В конюшне стояло восемь лошадей, развернувшись задами в проход. Они были нечищенные, некормленные и непоенные. Картина довольно удручающая. Я взяла лопату и решила сначала убрать навоз. Завидев меня с лопатой в руках, лошади заволновались, стали переступать ногами, фырчать и пытаться меня лягнуть. Стало понятно, что конюх бил их лопатой по задам и ногам, чтобы они подвинулись, и вообще грубо с ними обращался. Уворачиваясь от мелькавших копыт, я кое-как вычистила конюшню, раздала им сена и принесла воды.
На следующий день принесла с собой гостинцы — морковку, сахар, хлеб.
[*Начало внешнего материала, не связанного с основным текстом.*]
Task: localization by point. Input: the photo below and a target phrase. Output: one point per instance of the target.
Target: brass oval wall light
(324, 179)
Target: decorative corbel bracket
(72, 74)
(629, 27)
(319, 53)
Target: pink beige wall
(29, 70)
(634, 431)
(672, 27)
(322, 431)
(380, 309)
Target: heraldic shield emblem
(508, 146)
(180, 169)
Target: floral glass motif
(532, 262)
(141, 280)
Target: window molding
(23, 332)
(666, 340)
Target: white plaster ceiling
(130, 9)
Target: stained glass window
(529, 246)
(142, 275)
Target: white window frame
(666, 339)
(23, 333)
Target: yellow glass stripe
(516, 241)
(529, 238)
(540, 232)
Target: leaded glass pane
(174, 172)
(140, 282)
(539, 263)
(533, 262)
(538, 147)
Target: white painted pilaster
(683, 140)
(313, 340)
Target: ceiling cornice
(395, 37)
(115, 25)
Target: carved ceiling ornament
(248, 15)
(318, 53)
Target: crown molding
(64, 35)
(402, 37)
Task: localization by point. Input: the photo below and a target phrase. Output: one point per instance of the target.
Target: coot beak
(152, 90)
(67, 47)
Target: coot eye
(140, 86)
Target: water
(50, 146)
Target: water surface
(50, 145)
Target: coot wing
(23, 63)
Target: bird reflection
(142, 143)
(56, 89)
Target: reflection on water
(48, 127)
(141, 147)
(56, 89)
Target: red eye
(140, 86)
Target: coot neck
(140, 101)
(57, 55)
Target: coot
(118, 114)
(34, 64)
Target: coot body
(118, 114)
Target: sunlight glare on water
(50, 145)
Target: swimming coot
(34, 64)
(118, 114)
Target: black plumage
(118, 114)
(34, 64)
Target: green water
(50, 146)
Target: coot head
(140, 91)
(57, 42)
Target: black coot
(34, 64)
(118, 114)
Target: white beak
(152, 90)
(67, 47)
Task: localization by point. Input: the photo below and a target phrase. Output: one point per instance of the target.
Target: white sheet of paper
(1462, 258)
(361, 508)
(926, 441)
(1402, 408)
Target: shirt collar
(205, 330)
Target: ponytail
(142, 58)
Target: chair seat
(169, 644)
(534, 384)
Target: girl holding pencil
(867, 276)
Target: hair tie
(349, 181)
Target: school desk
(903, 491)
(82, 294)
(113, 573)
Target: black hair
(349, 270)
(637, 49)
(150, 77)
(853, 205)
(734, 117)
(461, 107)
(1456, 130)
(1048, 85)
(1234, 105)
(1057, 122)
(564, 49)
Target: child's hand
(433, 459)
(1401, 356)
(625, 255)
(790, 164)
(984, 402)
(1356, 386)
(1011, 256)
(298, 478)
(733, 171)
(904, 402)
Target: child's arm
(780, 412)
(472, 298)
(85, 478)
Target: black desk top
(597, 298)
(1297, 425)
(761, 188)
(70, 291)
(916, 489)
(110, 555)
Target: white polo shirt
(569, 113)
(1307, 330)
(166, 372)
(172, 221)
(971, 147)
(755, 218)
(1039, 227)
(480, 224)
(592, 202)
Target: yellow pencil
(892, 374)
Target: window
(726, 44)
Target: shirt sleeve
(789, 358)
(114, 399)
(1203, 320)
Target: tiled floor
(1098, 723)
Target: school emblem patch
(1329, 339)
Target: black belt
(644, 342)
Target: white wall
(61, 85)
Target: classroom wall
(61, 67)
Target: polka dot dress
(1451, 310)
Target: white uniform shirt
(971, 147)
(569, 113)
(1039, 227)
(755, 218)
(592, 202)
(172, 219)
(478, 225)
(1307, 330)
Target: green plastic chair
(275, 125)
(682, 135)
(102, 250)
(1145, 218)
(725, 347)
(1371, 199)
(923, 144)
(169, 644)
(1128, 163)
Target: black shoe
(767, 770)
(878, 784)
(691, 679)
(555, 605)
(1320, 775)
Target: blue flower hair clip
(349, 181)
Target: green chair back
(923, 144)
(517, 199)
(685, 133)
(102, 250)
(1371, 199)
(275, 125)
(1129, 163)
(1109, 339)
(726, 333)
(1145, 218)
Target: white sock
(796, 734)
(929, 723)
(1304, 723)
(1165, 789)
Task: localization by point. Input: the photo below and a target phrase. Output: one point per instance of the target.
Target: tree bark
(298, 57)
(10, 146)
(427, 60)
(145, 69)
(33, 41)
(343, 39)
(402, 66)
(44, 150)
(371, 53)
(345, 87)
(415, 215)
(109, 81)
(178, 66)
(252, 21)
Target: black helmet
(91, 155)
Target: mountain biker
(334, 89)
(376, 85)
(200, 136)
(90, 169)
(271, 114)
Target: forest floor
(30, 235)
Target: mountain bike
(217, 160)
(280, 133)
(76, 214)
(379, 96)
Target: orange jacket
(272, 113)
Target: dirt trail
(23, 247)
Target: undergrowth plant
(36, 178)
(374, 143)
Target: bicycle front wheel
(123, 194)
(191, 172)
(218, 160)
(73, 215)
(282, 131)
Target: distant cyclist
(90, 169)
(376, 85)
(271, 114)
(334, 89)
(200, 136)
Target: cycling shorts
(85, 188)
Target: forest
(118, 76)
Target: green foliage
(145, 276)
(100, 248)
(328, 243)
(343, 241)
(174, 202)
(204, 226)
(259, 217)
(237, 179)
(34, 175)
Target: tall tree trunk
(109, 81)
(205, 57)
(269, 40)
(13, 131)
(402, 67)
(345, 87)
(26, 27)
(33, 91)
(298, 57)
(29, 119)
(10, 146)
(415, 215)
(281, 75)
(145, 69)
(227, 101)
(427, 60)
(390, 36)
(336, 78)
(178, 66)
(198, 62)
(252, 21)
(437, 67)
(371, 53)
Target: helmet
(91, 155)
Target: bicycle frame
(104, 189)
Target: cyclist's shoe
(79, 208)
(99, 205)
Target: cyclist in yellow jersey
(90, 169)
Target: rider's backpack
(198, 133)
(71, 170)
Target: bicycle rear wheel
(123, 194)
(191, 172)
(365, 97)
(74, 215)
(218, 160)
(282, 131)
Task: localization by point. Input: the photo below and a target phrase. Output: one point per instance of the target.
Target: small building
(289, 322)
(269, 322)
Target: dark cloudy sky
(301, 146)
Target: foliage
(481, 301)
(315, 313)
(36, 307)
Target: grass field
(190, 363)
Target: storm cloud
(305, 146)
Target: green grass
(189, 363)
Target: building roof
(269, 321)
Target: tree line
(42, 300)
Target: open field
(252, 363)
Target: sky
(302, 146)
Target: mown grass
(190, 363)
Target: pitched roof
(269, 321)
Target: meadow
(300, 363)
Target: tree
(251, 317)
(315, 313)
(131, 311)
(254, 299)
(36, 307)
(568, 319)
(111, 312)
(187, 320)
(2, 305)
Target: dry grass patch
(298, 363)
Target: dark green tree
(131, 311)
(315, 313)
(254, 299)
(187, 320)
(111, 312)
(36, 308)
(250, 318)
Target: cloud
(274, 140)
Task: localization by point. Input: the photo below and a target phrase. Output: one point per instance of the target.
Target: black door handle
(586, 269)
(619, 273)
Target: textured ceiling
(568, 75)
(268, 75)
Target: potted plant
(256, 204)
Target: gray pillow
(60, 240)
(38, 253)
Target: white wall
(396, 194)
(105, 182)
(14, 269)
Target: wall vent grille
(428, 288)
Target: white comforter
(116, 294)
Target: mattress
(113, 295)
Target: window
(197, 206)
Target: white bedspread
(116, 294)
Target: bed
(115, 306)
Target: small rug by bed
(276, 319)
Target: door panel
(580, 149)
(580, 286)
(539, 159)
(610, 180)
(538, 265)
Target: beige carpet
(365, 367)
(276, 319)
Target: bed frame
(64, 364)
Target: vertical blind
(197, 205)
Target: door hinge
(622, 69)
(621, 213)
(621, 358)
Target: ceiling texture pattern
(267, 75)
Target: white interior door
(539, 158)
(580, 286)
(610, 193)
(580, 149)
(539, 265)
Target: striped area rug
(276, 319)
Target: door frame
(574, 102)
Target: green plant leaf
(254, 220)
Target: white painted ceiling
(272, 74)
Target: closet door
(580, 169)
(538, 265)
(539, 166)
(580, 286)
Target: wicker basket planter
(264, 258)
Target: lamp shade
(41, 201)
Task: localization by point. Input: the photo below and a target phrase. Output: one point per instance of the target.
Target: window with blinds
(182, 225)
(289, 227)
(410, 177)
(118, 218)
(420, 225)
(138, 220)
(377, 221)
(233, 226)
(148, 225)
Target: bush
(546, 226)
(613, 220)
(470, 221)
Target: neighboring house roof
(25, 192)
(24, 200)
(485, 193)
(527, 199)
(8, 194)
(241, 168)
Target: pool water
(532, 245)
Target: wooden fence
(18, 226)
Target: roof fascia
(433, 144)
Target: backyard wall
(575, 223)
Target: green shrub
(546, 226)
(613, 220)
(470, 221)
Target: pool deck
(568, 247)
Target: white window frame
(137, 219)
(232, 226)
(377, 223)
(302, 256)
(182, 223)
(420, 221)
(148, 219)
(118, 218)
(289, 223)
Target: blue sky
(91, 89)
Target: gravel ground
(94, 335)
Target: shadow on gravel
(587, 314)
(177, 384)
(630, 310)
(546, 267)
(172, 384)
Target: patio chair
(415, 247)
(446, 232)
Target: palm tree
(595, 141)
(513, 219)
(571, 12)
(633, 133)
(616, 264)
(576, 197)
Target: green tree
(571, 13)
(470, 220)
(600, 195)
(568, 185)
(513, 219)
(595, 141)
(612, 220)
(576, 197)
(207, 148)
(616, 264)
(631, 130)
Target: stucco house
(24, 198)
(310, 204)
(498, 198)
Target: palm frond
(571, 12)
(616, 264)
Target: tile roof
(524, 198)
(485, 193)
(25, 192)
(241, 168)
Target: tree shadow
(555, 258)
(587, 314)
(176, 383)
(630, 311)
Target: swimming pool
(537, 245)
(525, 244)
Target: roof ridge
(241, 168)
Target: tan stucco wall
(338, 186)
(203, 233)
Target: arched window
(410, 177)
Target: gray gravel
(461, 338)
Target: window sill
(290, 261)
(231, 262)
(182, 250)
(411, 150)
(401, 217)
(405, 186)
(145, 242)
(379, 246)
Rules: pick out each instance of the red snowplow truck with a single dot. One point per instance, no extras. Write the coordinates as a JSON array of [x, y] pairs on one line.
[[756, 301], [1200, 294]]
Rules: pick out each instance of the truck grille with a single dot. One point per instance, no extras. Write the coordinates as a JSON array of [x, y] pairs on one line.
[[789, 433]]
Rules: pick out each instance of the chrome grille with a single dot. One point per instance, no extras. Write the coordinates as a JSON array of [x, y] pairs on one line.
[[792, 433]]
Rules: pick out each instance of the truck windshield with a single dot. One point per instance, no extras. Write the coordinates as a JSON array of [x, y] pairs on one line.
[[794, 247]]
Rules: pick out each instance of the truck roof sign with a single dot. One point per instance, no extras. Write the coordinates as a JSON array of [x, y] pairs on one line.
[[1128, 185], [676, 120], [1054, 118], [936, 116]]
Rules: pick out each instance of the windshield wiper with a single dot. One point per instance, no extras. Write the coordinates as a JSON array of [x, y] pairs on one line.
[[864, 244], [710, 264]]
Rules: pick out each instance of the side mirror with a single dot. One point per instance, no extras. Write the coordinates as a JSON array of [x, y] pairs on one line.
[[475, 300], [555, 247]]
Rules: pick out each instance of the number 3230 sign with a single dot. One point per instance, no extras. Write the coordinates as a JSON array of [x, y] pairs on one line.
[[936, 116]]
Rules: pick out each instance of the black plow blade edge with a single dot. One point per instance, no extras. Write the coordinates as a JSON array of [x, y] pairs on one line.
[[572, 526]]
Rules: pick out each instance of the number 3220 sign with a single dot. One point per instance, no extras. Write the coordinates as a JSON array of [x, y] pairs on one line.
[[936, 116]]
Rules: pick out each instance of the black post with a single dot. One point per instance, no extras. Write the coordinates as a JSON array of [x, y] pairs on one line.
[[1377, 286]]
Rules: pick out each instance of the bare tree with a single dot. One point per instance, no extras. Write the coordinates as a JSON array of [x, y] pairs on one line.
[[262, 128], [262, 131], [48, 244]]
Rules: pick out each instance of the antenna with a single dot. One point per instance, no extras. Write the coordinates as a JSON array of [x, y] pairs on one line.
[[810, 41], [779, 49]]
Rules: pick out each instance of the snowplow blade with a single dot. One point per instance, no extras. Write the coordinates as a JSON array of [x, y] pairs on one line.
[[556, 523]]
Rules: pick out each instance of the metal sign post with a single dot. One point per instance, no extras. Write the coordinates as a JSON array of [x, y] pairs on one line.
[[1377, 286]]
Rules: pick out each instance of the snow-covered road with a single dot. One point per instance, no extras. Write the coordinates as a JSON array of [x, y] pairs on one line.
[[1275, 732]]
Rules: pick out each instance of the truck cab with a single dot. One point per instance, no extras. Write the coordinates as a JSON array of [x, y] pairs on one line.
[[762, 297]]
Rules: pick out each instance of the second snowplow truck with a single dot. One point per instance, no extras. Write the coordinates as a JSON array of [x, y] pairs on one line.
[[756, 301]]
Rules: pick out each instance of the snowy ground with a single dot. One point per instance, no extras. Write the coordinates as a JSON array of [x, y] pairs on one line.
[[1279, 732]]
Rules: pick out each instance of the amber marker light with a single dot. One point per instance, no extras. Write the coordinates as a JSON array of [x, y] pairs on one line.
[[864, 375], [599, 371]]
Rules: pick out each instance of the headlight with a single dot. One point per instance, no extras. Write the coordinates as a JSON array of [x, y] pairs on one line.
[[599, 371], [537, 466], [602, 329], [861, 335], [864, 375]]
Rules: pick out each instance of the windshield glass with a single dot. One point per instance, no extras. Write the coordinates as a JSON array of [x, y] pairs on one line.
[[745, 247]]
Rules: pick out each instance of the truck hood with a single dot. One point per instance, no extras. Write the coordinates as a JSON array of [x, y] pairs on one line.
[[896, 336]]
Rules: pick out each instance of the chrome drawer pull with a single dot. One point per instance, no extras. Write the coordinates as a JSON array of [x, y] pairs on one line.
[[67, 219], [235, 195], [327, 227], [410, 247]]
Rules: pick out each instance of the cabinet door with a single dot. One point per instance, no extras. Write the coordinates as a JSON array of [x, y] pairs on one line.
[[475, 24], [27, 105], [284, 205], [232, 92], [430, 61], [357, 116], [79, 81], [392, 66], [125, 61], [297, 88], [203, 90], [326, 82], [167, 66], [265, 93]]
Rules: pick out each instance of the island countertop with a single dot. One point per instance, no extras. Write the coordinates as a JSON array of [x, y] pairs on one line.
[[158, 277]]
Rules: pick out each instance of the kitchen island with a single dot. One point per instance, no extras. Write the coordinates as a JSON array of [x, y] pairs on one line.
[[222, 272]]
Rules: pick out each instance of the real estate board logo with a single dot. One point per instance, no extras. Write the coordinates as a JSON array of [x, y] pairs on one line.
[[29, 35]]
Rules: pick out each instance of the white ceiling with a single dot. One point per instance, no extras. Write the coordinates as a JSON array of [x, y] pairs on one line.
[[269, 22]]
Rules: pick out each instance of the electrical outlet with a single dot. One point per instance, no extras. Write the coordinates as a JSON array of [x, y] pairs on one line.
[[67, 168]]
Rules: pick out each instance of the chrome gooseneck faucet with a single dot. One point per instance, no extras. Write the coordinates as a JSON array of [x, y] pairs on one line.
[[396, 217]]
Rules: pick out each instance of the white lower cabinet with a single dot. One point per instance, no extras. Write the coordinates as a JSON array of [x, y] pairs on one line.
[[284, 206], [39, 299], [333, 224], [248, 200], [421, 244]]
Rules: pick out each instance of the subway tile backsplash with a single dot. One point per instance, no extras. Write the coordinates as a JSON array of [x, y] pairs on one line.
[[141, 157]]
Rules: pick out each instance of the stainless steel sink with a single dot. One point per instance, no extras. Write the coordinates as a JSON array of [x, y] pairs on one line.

Лошади недоверчиво косились, фырчали, прядали ушами, но гостинцы брали. Через несколько дней меня встречали не зады, а головы. Заслышав мои шаги, лошади разворачивались головами в проход, приветственно ржали, ждали гостинцев. Был среди них молодой жеребец в расцвете сил, по имени Голубок. Был он какого-то необыкновенного сизого цвета, приземистый, с широкой грудью и мощной шеей и диковатым блеском в глазах. При моем приближении он выгибал шею, раздувал ноздри и всячески со мной заигрывал — то дергал за волосы, то прихватывал за рубашку.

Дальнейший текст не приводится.